Ensco reported that revenue came at $454 million in Q4 2017 versus revenue of $505 million a year earlier. Revenues dropped 10% versus the year-ago period mainly due to a drop in the average day rate for its fleet. The addition of revenue from Atwood, contract intangible asset amortization, partly offset declining average day rates of the fleet.
Carl Trowell, the Chief Executive Officer and President of Ensco, expressed that during Q4 2017, they successfully closed the Atwood acquisition, which considerably improved the technical capabilities of their rig fleet and enhanced their ability to meet growing consumer demand for high-specification assets. Trowell added that integration continues to advance as planned and they remain on track to record targeted synergies.
They took additional measures to enhance their financial position by extending their revolving credit facility and refinancing their nearest-term debt maturities via a debt tender and senior notes offering earlier this year.

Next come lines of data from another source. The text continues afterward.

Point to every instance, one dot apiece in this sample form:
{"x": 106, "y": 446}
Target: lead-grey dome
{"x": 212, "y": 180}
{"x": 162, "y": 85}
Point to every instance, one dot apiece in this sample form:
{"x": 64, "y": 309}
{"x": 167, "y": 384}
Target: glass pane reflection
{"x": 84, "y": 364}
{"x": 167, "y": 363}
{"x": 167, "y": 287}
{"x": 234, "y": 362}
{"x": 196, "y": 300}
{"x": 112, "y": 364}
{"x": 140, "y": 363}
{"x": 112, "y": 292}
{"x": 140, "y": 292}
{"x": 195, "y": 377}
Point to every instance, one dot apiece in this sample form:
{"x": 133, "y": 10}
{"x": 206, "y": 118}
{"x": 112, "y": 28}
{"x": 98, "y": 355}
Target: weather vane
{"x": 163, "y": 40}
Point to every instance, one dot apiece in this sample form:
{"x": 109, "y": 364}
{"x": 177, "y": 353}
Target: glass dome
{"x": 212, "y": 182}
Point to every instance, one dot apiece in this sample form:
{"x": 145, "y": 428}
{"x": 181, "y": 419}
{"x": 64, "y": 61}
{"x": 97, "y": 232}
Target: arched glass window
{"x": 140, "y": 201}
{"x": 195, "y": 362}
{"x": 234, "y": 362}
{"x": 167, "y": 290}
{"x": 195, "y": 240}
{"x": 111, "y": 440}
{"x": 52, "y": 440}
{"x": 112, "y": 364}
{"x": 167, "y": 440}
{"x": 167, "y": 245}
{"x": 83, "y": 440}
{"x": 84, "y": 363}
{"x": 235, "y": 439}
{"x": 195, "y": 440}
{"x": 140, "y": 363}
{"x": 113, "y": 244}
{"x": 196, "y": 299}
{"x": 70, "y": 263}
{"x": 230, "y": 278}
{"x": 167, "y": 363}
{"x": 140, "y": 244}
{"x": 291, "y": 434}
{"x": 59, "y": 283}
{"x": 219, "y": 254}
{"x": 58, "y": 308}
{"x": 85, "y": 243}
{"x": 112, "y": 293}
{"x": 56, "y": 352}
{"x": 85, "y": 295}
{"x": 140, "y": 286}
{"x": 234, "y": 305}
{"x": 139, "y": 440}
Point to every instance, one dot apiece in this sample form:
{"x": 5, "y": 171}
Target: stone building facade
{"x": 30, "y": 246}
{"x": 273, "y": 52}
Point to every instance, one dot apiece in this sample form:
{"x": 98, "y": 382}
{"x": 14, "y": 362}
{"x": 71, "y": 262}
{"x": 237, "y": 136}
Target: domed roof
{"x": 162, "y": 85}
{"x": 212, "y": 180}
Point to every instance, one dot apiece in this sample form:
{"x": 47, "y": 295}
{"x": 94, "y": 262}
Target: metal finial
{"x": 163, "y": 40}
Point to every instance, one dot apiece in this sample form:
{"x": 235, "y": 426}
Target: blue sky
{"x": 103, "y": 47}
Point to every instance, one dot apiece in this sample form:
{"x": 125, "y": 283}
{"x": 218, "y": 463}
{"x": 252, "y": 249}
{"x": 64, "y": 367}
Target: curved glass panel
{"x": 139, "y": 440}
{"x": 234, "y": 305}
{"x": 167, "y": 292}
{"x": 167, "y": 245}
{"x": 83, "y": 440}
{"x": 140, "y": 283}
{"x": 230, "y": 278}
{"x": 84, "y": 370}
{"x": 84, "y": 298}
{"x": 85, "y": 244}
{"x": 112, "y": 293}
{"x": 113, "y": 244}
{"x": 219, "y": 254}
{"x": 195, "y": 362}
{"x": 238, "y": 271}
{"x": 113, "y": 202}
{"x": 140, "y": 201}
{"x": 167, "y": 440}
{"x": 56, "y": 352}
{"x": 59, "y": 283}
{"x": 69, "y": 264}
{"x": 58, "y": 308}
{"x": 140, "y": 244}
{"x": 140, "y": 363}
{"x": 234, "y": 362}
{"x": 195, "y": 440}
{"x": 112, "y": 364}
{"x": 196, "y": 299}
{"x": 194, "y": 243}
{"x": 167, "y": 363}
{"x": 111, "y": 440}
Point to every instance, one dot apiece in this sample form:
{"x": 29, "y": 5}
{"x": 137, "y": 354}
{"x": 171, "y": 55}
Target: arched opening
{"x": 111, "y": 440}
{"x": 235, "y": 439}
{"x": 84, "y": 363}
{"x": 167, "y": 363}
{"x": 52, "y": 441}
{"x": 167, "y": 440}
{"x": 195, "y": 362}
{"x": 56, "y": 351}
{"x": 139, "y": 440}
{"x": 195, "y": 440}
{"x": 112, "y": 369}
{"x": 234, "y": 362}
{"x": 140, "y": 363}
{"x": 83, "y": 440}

These measures provide them with the financial flexibility to persist positioning Ensco as a major offshore service provider.
The CEO of Ensco said that their onshore employees and offshore crews recorded remarkable results despite tough market conditions in last year. Operational uptime stood at 99% for the second successive year and they established a new firm record for safety performance by reducing their total recordable incident rate to 0.15, considerably surpassing the industry average that surged year over year. This robust safety and operational performance was recognized by their customers, who rated company first in total satisfaction in the EnergyPoint survey.